Indicazioni Nazionali: come cambia il Liceo nel 2026
Addio alla Geostoria, la Matematica "umanista" e l'IA come materia critica. La scuola si apre alla consultazione pubblica.
Indicazioni Nazionali: come cambia il Liceo nel 2026. Addio alla Geostoria, la Matematica “umanista” e l’IA come materia critica. La scuola si apre alla consultazione pubblica.
Dal Ministero dell’Istruzione e del Merito arriva un segnale che guarda al futuro a lungo termine: la pubblicazione delle nuove Indicazioni Nazionali per i Licei.
Il ministro Giuseppe Valditara lancia una riforma che non si limita a ritoccare i programmi, ma punta a un “ripensamento strutturale” del liceo. In un mondo che corre verso l’algoritmo, la scuola risponde con un ritorno alla specificità delle discipline e una sfida aperta all’Intelligenza Artificiale.
Il ritorno alle origini: Storia e Geografia separate
Forse la novità più discussa dagli “addetti ai lavori”. Scompare l’ibrido “Geostoria” nel biennio. La Geografia recupera manuali propri e la sua dignità scientifica per aiutare gli studenti a orientarsi nel caos geopolitico attuale.

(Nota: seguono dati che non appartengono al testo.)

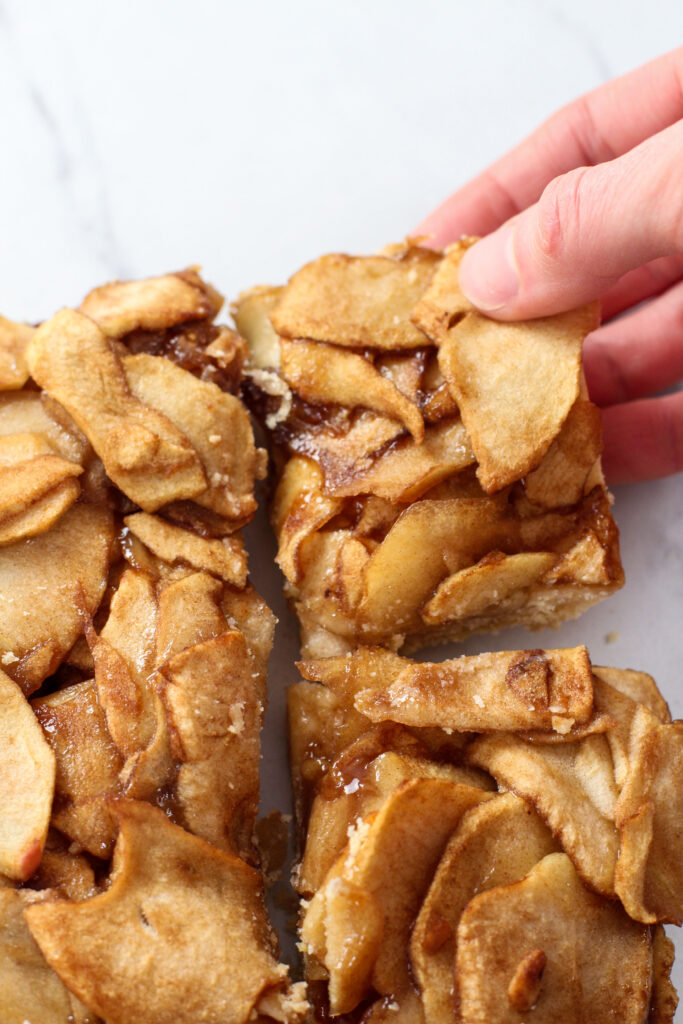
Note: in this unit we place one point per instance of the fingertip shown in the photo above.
(488, 273)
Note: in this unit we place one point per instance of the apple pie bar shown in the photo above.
(133, 652)
(438, 472)
(489, 840)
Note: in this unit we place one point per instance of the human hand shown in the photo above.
(591, 206)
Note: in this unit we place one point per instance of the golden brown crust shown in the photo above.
(127, 467)
(502, 923)
(475, 437)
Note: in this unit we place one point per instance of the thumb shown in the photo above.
(589, 227)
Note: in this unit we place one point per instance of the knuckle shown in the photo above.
(560, 214)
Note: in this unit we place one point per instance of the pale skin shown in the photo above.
(591, 206)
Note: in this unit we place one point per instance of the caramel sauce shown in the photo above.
(184, 345)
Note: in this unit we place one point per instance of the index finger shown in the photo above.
(601, 125)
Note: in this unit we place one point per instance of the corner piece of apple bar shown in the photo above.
(471, 833)
(438, 471)
(134, 653)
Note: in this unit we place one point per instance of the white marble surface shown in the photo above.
(140, 136)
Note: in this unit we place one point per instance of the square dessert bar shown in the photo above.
(438, 472)
(489, 840)
(133, 653)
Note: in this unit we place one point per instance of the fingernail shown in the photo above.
(487, 273)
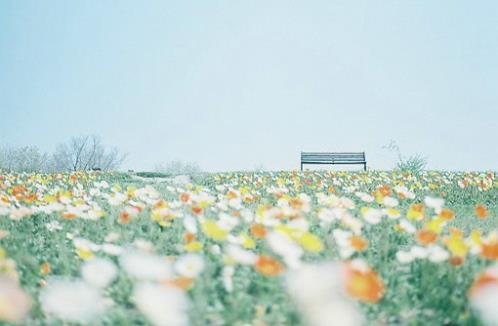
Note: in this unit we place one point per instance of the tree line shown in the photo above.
(78, 154)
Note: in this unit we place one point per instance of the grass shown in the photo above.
(421, 292)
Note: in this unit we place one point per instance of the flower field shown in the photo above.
(266, 248)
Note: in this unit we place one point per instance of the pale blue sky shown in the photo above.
(234, 84)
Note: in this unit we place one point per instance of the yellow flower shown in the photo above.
(415, 212)
(436, 225)
(213, 231)
(457, 246)
(393, 212)
(247, 242)
(84, 253)
(193, 246)
(475, 237)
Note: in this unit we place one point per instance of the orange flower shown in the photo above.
(365, 286)
(180, 282)
(489, 250)
(185, 197)
(385, 190)
(456, 260)
(482, 280)
(189, 237)
(258, 231)
(268, 266)
(124, 217)
(358, 243)
(447, 214)
(68, 215)
(45, 268)
(426, 237)
(481, 211)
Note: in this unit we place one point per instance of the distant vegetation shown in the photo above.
(78, 154)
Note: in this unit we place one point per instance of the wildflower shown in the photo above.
(364, 284)
(324, 301)
(358, 243)
(481, 211)
(446, 214)
(194, 246)
(14, 302)
(404, 257)
(483, 295)
(161, 305)
(434, 203)
(258, 231)
(310, 242)
(53, 226)
(426, 237)
(145, 266)
(99, 272)
(213, 231)
(72, 300)
(415, 212)
(227, 276)
(241, 256)
(190, 265)
(268, 266)
(45, 268)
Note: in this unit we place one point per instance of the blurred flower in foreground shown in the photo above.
(99, 272)
(162, 305)
(72, 300)
(322, 303)
(14, 302)
(146, 266)
(363, 283)
(483, 295)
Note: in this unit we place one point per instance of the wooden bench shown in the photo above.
(333, 158)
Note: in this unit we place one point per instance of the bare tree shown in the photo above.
(24, 159)
(86, 153)
(178, 167)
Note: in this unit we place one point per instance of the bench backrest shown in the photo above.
(333, 158)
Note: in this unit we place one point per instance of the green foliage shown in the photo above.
(414, 164)
(152, 174)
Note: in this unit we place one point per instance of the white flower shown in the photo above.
(241, 256)
(162, 305)
(112, 237)
(190, 224)
(189, 265)
(111, 249)
(404, 257)
(483, 300)
(365, 197)
(435, 203)
(72, 300)
(324, 301)
(18, 213)
(372, 215)
(53, 226)
(284, 246)
(227, 275)
(146, 266)
(419, 252)
(437, 254)
(99, 272)
(390, 201)
(407, 226)
(14, 302)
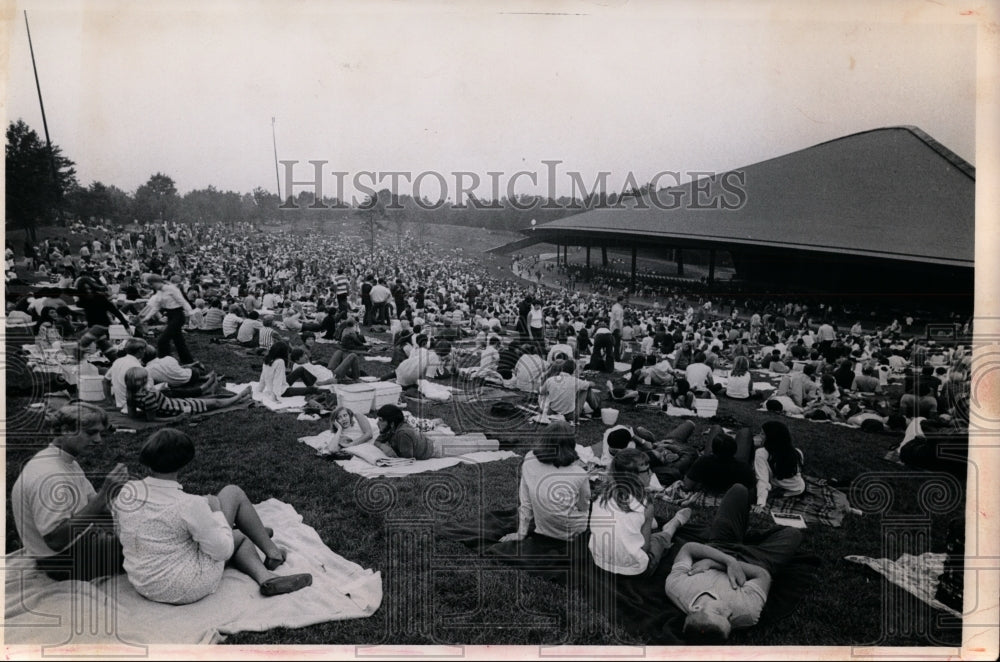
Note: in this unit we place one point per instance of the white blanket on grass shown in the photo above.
(292, 404)
(109, 613)
(362, 468)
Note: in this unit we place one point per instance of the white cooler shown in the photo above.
(356, 397)
(386, 393)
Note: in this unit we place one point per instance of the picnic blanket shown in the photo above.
(362, 468)
(917, 575)
(108, 611)
(637, 604)
(819, 504)
(292, 404)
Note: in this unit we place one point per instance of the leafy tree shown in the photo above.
(34, 193)
(157, 199)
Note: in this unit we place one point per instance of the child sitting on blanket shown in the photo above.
(177, 545)
(152, 403)
(621, 519)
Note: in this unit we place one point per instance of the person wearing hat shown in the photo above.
(397, 438)
(169, 301)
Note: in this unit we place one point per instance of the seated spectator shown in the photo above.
(557, 514)
(529, 370)
(273, 383)
(724, 462)
(179, 381)
(397, 438)
(724, 584)
(799, 386)
(740, 380)
(70, 537)
(421, 364)
(867, 381)
(349, 429)
(699, 377)
(114, 379)
(232, 322)
(827, 402)
(777, 464)
(249, 330)
(567, 394)
(267, 336)
(924, 403)
(775, 364)
(177, 545)
(621, 519)
(213, 316)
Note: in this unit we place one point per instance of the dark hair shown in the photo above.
(166, 451)
(392, 415)
(896, 422)
(623, 482)
(783, 457)
(558, 446)
(619, 439)
(723, 446)
(279, 350)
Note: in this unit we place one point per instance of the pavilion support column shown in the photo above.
(632, 286)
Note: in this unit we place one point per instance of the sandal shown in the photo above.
(272, 562)
(285, 584)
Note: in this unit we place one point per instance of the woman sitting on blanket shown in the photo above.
(777, 464)
(152, 403)
(555, 490)
(273, 383)
(397, 438)
(739, 384)
(621, 519)
(348, 430)
(827, 401)
(47, 330)
(177, 545)
(62, 521)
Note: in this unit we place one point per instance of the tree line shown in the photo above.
(42, 189)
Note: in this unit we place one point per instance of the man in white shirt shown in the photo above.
(249, 330)
(114, 378)
(724, 584)
(569, 395)
(231, 322)
(70, 537)
(169, 301)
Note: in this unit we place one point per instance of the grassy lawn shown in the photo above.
(440, 592)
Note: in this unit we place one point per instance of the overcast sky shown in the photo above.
(189, 89)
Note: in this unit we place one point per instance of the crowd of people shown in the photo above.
(446, 314)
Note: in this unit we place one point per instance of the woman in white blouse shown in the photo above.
(554, 493)
(177, 545)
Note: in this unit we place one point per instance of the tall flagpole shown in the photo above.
(277, 179)
(41, 104)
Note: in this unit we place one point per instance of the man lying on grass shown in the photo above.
(724, 584)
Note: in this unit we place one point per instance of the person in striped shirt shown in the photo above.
(341, 288)
(152, 405)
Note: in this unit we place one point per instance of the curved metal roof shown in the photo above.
(891, 193)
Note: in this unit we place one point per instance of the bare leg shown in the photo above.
(241, 515)
(246, 560)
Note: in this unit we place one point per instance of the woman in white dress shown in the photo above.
(348, 430)
(177, 545)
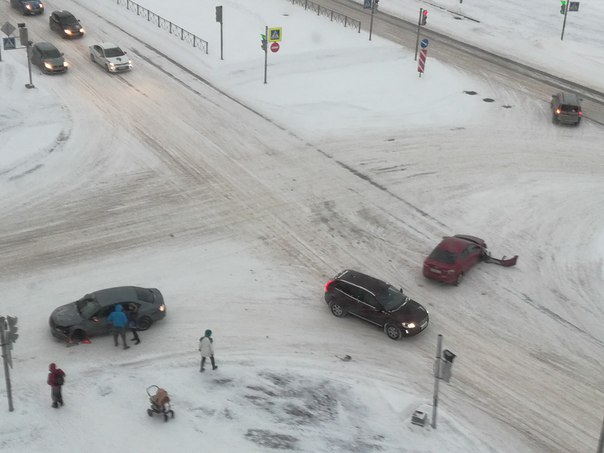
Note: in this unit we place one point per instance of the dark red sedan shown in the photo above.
(455, 255)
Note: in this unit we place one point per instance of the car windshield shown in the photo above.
(52, 53)
(443, 256)
(114, 52)
(393, 299)
(569, 108)
(87, 307)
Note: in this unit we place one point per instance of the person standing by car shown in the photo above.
(119, 322)
(132, 324)
(206, 348)
(56, 379)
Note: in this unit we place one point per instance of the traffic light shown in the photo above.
(12, 329)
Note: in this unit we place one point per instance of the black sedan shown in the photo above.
(375, 301)
(87, 316)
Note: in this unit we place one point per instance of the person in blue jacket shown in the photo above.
(119, 322)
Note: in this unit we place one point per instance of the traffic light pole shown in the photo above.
(439, 347)
(5, 352)
(566, 7)
(419, 24)
(265, 52)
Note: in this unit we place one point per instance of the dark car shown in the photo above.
(48, 58)
(28, 7)
(351, 292)
(64, 23)
(566, 108)
(455, 255)
(88, 316)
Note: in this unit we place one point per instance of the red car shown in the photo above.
(455, 255)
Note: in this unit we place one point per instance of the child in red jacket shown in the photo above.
(56, 379)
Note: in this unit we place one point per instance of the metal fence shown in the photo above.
(166, 25)
(333, 16)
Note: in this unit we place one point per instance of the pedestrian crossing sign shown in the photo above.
(275, 34)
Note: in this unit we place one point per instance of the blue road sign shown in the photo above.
(9, 43)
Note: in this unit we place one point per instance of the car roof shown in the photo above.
(458, 243)
(63, 14)
(358, 278)
(107, 45)
(45, 46)
(568, 98)
(110, 296)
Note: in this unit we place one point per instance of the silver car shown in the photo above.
(87, 316)
(110, 56)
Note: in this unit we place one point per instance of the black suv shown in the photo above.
(28, 7)
(66, 24)
(566, 108)
(351, 292)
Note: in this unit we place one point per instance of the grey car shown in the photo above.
(566, 108)
(48, 58)
(87, 316)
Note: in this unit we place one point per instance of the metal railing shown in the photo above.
(333, 15)
(165, 24)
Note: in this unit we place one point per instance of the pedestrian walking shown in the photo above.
(56, 379)
(132, 322)
(206, 348)
(119, 322)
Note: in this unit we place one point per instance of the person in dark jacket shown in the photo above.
(119, 322)
(56, 379)
(206, 348)
(132, 314)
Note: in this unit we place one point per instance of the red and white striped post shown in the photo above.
(421, 64)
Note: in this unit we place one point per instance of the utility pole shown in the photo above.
(219, 19)
(373, 5)
(439, 346)
(566, 5)
(601, 443)
(7, 337)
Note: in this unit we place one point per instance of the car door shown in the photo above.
(98, 324)
(97, 54)
(371, 310)
(471, 255)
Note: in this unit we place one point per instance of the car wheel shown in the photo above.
(144, 323)
(393, 331)
(337, 309)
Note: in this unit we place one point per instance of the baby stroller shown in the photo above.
(160, 402)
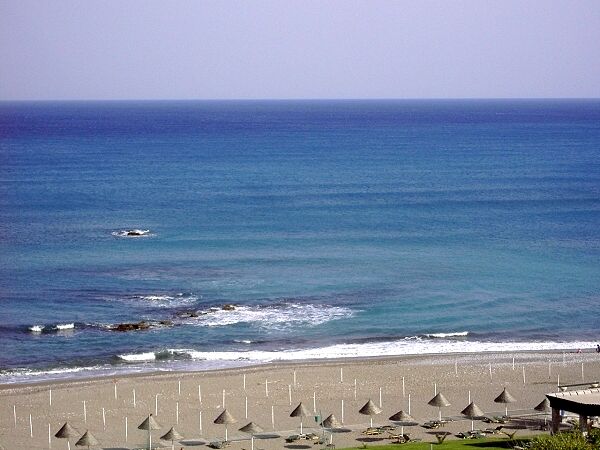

Il programma di Storia si estende fino alla svolta cinese, mantenendo l’Occidente come perno identitario (diritti, statualità) ma aprendosi agli scenari mondiali.
Matematica e Intelligenza Artificiale
La Matematica esce dalla “torre d’avorio” per diventare lo strumento di governo del futuro. In attuazione dell’AI Act europeo, l’intelligenza artificiale entra nei programmi. Non per “addestrare” gli studenti all’uso dei software, ma per dar loro le basi matematiche per governarli, distinguendo tra il sapere validato (epistéme) e la simulazione algoritmica (doxa).
La matematica viene proposta come esperienza intellettuale dove l’errore è un momento fecondo di crescita, non uno stigma.
Letteratura e Filosofia: specchi dell’anima
L’obiettivo dichiarato è far “prendere gusto” alla lettura. I classici non sono più monumenti polverosi, ma strumenti per capire i propri desideri.
La filosofia come laboratorio. Meno commento storiografico, più esercizio di argomentazione e gestione del conflitto tra posizioni diverse.
Cosa succede ora?
Le nuove linee guida sono ora in consultazione pubblica. Per la prima volta, i testi verranno inviati direttamente alle Consulte studentesche. È l’occasione per i ragazzi di dire la loro sulla scuola che vorrebbero abitare. Il ministro adotterà ufficialmente le Indicazioni solo al termine del percorso di ascolto della comunità scolastica.